You have a 3D problem, but only a 1D relevant equation.

If m is the quantum number related to orbital angular momentum (or a component of it), then you probably need to approach the problem in an appropriate coordinate system (most likely spherical).

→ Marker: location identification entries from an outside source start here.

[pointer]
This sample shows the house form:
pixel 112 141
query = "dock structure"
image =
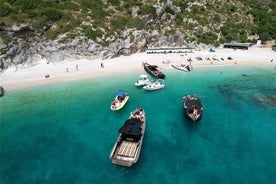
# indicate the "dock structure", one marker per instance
pixel 169 50
pixel 237 45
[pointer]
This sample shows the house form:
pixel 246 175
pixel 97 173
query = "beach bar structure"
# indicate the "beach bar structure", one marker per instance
pixel 169 50
pixel 237 45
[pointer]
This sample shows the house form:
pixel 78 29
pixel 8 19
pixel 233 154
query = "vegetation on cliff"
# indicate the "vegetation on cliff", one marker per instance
pixel 207 21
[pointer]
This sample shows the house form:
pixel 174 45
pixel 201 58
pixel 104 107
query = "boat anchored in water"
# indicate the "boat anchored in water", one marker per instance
pixel 142 81
pixel 121 98
pixel 127 148
pixel 158 84
pixel 193 107
pixel 186 68
pixel 154 71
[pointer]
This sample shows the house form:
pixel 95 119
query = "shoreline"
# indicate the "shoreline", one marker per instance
pixel 22 77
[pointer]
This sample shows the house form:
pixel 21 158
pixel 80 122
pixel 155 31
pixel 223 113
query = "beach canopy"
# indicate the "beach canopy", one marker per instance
pixel 120 93
pixel 131 127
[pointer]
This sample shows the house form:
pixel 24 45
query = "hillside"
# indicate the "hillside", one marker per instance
pixel 144 23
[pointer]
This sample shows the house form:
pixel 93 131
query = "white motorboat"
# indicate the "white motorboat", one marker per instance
pixel 121 98
pixel 142 81
pixel 127 148
pixel 182 67
pixel 158 84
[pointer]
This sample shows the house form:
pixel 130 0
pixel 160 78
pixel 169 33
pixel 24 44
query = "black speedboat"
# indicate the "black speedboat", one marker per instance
pixel 154 71
pixel 126 150
pixel 193 107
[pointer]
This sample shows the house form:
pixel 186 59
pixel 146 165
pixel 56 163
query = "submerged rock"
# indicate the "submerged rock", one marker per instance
pixel 269 100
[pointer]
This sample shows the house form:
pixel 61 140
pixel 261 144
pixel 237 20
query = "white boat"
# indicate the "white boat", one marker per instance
pixel 121 98
pixel 142 81
pixel 127 148
pixel 158 84
pixel 182 67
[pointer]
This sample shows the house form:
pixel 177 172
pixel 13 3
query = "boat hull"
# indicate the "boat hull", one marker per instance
pixel 121 105
pixel 154 71
pixel 193 108
pixel 126 152
pixel 179 67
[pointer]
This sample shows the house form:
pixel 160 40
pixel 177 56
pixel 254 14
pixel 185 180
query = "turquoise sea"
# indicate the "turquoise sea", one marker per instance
pixel 63 133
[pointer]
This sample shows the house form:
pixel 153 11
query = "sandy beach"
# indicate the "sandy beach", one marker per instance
pixel 44 72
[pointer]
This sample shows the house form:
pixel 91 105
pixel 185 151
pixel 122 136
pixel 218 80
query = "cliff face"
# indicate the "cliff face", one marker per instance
pixel 59 30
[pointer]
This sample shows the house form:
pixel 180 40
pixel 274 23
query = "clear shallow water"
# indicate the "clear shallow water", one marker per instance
pixel 64 133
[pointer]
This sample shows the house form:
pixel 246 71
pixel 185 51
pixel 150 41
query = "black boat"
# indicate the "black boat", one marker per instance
pixel 2 91
pixel 126 151
pixel 193 107
pixel 154 71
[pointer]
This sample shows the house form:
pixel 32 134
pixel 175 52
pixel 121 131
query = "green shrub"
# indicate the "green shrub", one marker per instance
pixel 52 14
pixel 4 9
pixel 146 9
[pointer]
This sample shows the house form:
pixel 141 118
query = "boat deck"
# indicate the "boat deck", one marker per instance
pixel 127 149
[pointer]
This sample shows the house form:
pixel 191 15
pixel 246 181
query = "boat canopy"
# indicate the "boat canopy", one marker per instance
pixel 193 102
pixel 143 76
pixel 121 93
pixel 131 127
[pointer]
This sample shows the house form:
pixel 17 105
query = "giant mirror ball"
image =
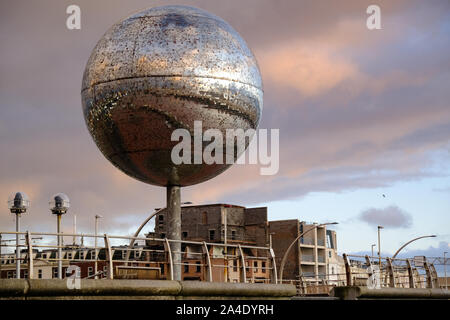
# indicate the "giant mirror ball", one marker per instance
pixel 162 69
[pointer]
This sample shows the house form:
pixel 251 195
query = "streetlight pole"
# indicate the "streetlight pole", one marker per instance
pixel 372 250
pixel 445 271
pixel 379 247
pixel 59 204
pixel 283 261
pixel 97 216
pixel 18 203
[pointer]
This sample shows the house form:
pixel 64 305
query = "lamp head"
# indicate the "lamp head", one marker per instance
pixel 59 203
pixel 18 202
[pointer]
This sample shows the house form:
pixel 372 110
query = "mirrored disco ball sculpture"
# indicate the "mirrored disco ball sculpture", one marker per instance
pixel 162 69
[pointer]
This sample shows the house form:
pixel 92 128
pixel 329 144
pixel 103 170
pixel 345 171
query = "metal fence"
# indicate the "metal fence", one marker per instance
pixel 357 270
pixel 112 258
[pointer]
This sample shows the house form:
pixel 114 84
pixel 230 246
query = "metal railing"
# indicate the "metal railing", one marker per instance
pixel 357 270
pixel 152 260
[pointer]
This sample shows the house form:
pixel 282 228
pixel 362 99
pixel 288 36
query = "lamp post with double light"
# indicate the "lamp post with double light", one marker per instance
pixel 59 204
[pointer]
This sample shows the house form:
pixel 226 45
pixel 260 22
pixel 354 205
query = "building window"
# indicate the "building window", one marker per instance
pixel 90 271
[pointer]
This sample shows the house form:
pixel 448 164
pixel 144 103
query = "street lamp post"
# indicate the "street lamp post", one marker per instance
pixel 59 204
pixel 379 247
pixel 97 216
pixel 445 271
pixel 18 203
pixel 283 261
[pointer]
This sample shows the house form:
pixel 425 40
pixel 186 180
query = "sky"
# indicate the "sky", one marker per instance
pixel 364 119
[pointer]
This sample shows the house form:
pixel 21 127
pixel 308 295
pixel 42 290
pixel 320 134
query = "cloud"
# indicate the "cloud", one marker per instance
pixel 389 217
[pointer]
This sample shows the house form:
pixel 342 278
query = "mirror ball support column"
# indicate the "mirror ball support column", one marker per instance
pixel 174 227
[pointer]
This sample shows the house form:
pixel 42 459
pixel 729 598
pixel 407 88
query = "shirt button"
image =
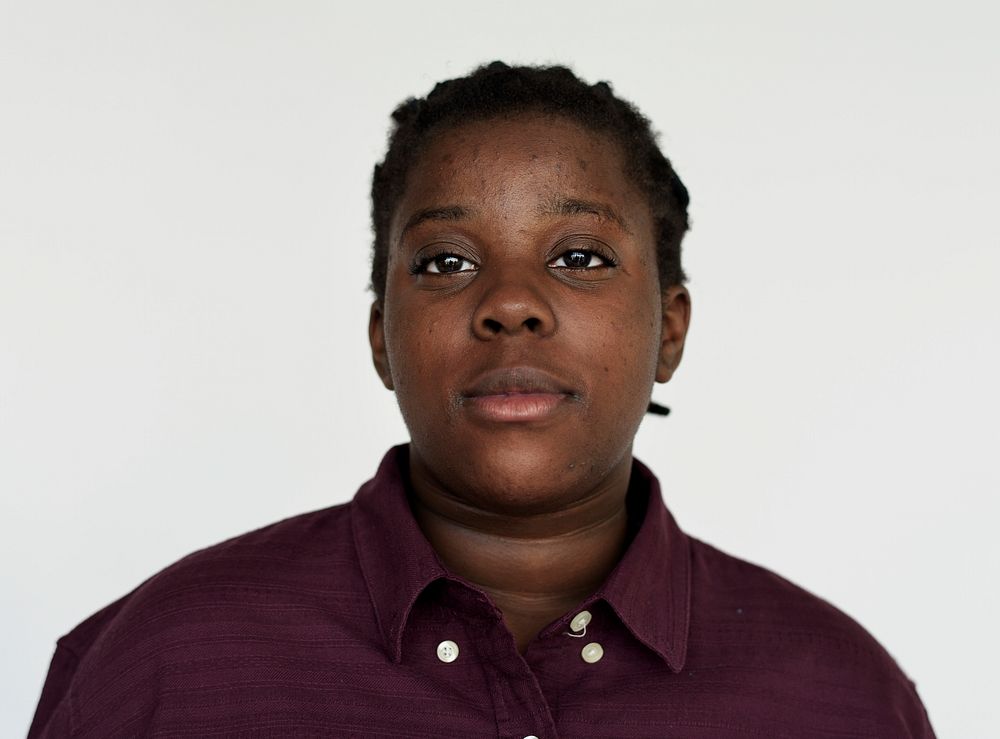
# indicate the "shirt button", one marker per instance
pixel 592 653
pixel 580 621
pixel 447 651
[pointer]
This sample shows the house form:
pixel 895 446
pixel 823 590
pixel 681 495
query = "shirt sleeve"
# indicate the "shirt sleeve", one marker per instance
pixel 52 716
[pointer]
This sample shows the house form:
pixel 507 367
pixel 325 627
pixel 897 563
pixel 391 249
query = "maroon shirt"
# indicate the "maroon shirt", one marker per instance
pixel 343 622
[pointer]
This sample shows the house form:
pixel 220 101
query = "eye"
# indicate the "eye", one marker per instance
pixel 580 259
pixel 444 264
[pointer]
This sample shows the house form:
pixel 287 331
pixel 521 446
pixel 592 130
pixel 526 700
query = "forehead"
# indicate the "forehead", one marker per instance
pixel 520 164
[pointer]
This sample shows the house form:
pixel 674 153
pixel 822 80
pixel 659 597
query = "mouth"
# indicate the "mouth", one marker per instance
pixel 516 394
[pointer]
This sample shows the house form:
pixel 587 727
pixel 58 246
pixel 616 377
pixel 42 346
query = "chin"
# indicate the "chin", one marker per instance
pixel 525 479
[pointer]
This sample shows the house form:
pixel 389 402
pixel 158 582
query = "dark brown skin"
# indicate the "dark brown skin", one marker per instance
pixel 551 295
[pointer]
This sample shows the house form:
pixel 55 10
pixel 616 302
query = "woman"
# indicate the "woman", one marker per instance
pixel 512 571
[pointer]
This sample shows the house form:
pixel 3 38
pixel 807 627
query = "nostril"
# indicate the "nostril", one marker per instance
pixel 492 325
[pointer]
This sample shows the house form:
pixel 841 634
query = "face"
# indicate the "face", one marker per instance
pixel 523 324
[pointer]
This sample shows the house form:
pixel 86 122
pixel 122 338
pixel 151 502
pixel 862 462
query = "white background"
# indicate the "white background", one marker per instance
pixel 184 243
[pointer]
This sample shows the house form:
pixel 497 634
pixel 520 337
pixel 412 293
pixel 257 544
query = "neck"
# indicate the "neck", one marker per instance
pixel 535 567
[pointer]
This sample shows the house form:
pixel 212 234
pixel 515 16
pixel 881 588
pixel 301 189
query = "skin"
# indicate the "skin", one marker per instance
pixel 522 329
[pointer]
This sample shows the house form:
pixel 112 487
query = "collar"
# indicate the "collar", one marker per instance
pixel 654 602
pixel 398 563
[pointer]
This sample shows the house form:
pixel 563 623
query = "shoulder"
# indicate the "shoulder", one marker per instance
pixel 255 597
pixel 293 557
pixel 762 622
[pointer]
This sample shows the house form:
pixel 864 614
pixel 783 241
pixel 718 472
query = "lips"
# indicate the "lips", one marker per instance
pixel 516 394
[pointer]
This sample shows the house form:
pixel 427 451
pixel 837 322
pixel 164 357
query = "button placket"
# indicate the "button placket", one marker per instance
pixel 447 651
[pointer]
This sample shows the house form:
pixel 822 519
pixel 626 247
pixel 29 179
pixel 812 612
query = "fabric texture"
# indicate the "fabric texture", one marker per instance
pixel 329 624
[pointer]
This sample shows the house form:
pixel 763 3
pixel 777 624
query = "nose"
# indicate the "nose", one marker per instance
pixel 510 305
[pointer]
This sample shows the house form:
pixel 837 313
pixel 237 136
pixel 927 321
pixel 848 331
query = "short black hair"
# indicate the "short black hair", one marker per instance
pixel 497 90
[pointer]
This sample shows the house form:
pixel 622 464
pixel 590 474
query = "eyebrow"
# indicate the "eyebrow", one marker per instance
pixel 445 213
pixel 560 206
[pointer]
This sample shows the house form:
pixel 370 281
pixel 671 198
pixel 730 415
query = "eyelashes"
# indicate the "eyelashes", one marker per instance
pixel 588 258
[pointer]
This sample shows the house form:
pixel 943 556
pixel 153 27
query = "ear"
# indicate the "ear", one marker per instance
pixel 376 337
pixel 676 319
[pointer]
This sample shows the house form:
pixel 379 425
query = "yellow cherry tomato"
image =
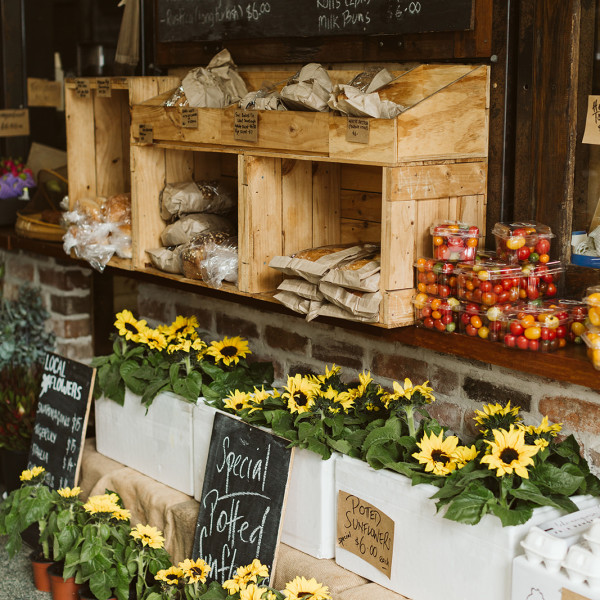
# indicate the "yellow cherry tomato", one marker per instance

Somewhere along the way, the potential and the Hamiltonian and the Schrodinger equation will also be relevant.

 

[Ziggy12]

Thanks for your answer.
Yes sorry, it seems I forgot the y and z components. It supposed to be
$$\psi_{1,0,0}(x,y,z)=
\left(\frac{m\omega}{\pi \hbar}\right)^{3/4}\sqrt{\frac{2m\omega}{\hbar}}xe^{-\frac{m\omega}{2\hbar}(x^2+y^2+z^2)}
$$

And the energy levels are:
$$E_{n_x,n_y,n_z}=\left(n_x+\frac12\right)\hbar\omega+\left(n_y+\frac12\right)\hbar\omega+\left(n_z+\frac12\right)\hbar\omega$$

Yes I changed to spherical coordinates, but I don't know what I'm supposed to do with it.
In spherical coordinates we get:
$$\psi(r,\theta,\phi)=
\left(\frac{m\omega}{\pi \hbar}\right)^{3/4}\sqrt{\frac{2m\omega}{\hbar}}r\sin(\theta)\cos(\phi)e^{-\frac{m\omega}{2\hbar}(r^2)}$$

 

[Ziggy12]

If the magnetic quantum number m=0, then the obital quantum number l is also zero. This can only happens in the ground state. Correct me if I'm wrong.
So basically it asks me what the probability of this state to spontaneously jump off from this state to the ground state?
But if I know that the particle in the given state, then another measurement should return me the same value. This means the probability is zero?

 

[Dr. Courtney]

I was expecting spherical harmonics with the corresponding quantum numbers.

 

[Ziggy12]

Well I don't know those, that's the point. I don't know how $$n_x,n_y,n_z$$ relates to the quantum numbers $$n,m,l$$

 

[blue_leaf77]

Look at the table at the bottom of this link http://quantummechanics.ucsd.edu/ph130a/130_notes/node244.html
There you can see how you should expect the state in Cartesian representation should expand to in the spherical representation in each subspace specified by each energy level. It's then a simple matter to calculate the expansion coefficient since you also have found the expression of the $100$ state in spherical coordinate.